The biggest challenge to solve the problem is that I can't really picture a pyramid. And it is hard to make a model. The pyramids I am trying to find include those on all tiers.

Answer 1

If a pyramid is defined as stacking squares of $n^2$ squares on top of each other for $n=n_0$ to $n=n_1$, then for a pyramid with base side length $N$ the only question is how many square bases can you find at level $n$ in the original pyramid with base side length $N$. Note for $n = N$ this is one. For $n = N - 1$ this is $2^2 + 1 =5$, because you have two choices for where to start each side of the smaller pyramid if you start at the base, and one choice if you start one level higher. For $n = N- k$ the answer is $\sum_{k=0}^n (k+1)^2$. So you get $\sum_{n=0}^N \sum_{k=0}^n (k + 1)^2$. You can find a formula for sum-of-conesecutive-squares, and then apply formulas for sums of consecutive powers for powers up to $3$ to get a closed form formula.

Answer 2

For pyramids with a $1\times 1$ base (not sure if that counts) there are $1+2^2+3^2+\cdots+n^2$ possible.

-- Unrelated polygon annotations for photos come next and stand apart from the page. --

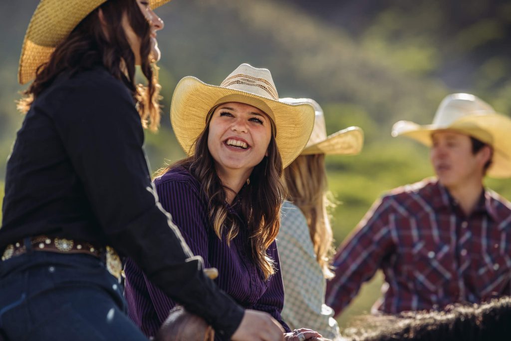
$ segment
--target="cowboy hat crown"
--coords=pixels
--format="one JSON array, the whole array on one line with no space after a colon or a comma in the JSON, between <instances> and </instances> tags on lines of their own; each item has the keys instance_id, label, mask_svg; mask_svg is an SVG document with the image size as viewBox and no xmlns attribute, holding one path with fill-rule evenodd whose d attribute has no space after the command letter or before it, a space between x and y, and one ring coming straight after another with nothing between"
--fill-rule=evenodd
<instances>
[{"instance_id":1,"label":"cowboy hat crown","mask_svg":"<svg viewBox=\"0 0 511 341\"><path fill-rule=\"evenodd\" d=\"M473 95L448 96L440 103L431 124L400 121L392 127L392 135L406 136L430 146L431 134L442 130L463 133L491 146L493 160L488 175L511 177L511 119L497 113L490 104Z\"/></svg>"},{"instance_id":2,"label":"cowboy hat crown","mask_svg":"<svg viewBox=\"0 0 511 341\"><path fill-rule=\"evenodd\" d=\"M311 135L314 109L309 103L288 104L278 100L270 71L242 64L220 86L194 77L183 78L176 86L170 118L176 138L184 152L193 155L194 145L205 128L207 114L217 105L238 102L264 111L274 126L277 148L284 168L300 154Z\"/></svg>"},{"instance_id":3,"label":"cowboy hat crown","mask_svg":"<svg viewBox=\"0 0 511 341\"><path fill-rule=\"evenodd\" d=\"M355 155L360 152L364 144L364 133L360 127L349 127L327 136L323 109L316 101L310 98L281 98L280 100L290 104L308 103L314 108L314 127L300 155Z\"/></svg>"}]
</instances>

For those with a $2\times 2$ base there are $1+2^2+\cdots+(n-1)^2$ possible.

And so on. The total sum is therefore $$(1^2+\cdots +n^2)+(1^2+\cdots +(n-1)^2)+\cdots+(1^2)$$ $${1\over 6}\sum_{k=1}^n{k(k+1)(2k+1)}={1\over 6}\left(2\sum{k^3}+3\sum{k^2}+\sum{k}\right)$$ $$={1\over 6}\left(2\left(\frac{n(n+1)}{2}\right)+3\frac{n(n+1)(2n+1)}{6}+\frac{n(n+1)}{2}\right)$$ And you can simplify from there. PS I strongly encourage you to build that model you were talking about. Just use some Legos or something.

Answer 3

Some clarification first, to make sure I understand your question correctly: I assume that you mean a step pyramid which has a single unit cube at its pinnacle. Every lower tier will be one unit in height and have edges which are two units longer than the tier above, so that you get a constant one unit step width all around.

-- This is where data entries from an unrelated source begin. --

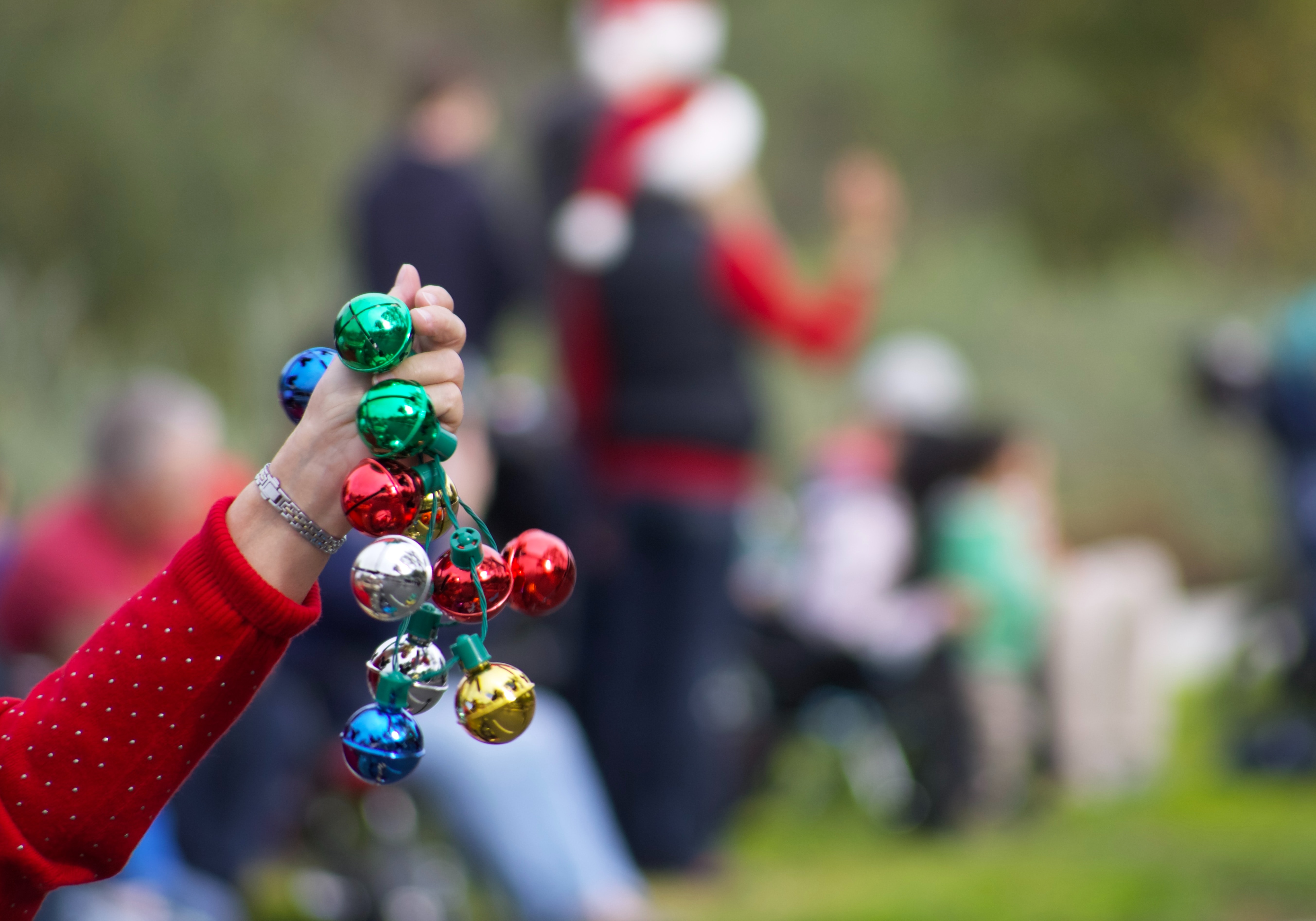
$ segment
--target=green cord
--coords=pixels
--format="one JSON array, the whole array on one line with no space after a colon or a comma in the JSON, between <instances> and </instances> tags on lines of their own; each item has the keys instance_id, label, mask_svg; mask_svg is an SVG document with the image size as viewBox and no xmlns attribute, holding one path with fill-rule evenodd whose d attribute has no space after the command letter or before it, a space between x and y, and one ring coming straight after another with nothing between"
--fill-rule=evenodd
<instances>
[{"instance_id":1,"label":"green cord","mask_svg":"<svg viewBox=\"0 0 1316 921\"><path fill-rule=\"evenodd\" d=\"M475 519L475 524L479 526L480 534L484 535L484 540L488 542L490 547L497 549L497 542L494 540L494 535L490 534L488 526L480 519L479 515L475 514L475 511L468 505L466 505L466 499L458 497L457 501L462 503L463 509L466 509L466 514Z\"/></svg>"}]
</instances>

I assume that you mean a pyramid is included in another pyramid if all the cubes which make up the smaller pyramid are also included in the larger pyramid, and if the vertical directions of the two pyramids are the same. In other words, your smaller pyramids need not necessarily stand on the same ground plane as the larger pyramid, but they are not allowed to lie on their side.

At level $i$ of the pyramid, counting from the top and starting at $1$, the edge length will be $2i-1$ so there will be $(2i-1)^2$ cubes in that level. These cubes can each be the pinnacle of different smaller pyramids, ranging from the single cube minimal one to the one which extends up to the base of the big pyramid. So if the big pyramid has $n$ tiers, then you get $n-i+1$ smaller pyramids with that cube at its pinnacle. Now you can count pyramids:

$$\sum_{i=1}^n(n-i+1)(2i-1)^2=\tfrac16n(2n^3+4n^2+n-1)$$

This is A006324: 1, 11, 46, 130, 295, 581, 1036, 1716, 2685, 4015, 5786, 8086…

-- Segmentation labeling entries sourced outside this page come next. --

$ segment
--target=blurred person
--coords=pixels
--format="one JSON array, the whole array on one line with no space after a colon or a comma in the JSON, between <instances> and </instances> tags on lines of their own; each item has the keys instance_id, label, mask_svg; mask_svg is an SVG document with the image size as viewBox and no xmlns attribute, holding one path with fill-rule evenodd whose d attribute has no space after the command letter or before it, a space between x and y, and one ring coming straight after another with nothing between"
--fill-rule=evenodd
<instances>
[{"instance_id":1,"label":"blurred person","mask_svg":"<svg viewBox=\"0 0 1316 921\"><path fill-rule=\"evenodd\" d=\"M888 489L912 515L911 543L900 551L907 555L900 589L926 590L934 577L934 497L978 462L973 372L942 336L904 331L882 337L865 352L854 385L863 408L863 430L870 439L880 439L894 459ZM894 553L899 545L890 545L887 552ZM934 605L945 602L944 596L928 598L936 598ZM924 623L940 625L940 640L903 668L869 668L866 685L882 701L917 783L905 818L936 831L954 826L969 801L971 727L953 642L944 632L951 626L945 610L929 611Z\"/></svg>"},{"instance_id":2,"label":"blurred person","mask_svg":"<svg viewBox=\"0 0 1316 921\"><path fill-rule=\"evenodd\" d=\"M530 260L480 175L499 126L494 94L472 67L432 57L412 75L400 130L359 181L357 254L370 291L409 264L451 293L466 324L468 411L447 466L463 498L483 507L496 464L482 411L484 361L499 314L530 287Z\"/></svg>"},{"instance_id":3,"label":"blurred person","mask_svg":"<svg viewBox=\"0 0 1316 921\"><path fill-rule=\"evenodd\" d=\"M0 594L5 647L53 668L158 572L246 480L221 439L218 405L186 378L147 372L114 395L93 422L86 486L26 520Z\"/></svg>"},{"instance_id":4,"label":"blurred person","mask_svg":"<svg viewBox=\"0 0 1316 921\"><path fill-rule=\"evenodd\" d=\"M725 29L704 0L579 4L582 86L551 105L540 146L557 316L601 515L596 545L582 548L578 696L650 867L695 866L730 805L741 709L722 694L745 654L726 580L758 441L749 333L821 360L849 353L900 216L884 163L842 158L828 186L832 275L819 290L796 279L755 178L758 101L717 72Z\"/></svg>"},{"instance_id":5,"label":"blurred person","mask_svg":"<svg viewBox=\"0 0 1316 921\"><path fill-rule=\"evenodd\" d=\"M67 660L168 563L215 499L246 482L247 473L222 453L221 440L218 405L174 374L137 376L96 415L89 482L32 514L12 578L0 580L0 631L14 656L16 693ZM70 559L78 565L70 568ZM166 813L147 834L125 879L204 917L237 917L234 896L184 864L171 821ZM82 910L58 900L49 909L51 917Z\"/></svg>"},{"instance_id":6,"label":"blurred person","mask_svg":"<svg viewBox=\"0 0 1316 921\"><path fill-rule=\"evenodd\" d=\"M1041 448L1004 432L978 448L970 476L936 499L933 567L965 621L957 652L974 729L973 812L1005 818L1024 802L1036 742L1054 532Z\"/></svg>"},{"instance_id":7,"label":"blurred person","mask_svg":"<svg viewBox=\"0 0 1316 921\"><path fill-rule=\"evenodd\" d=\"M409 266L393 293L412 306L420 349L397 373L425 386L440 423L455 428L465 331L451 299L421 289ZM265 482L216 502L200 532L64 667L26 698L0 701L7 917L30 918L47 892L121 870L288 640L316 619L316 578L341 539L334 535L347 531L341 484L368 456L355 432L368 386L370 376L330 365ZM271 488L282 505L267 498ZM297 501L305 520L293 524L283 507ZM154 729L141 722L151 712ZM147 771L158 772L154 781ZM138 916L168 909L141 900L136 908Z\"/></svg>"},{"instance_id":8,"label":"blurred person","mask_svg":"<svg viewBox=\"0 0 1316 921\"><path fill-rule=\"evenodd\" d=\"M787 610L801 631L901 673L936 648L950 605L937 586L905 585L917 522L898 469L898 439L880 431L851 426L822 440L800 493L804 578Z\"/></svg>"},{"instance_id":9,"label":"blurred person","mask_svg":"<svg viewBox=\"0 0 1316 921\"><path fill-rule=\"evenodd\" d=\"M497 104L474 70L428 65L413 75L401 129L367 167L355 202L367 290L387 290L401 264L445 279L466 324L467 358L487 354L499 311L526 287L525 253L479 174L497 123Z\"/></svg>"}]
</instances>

Of course, it might be that a smaller pyramid is only a pyramid if it starts at ground level. Then things are even easier, since for every cube there is exactly one pyramid which has that cube as its pinnacle and extends all the way down to the ground. So in fact you only have to count cubes.

$$\sum_{i=1}^n(2i-1)^2=\tfrac13n(4n^2-1)$$

This is A000447: 1, 10, 35, 84, 165, 286, 455, 680, 969, 1330, 1771, 2300…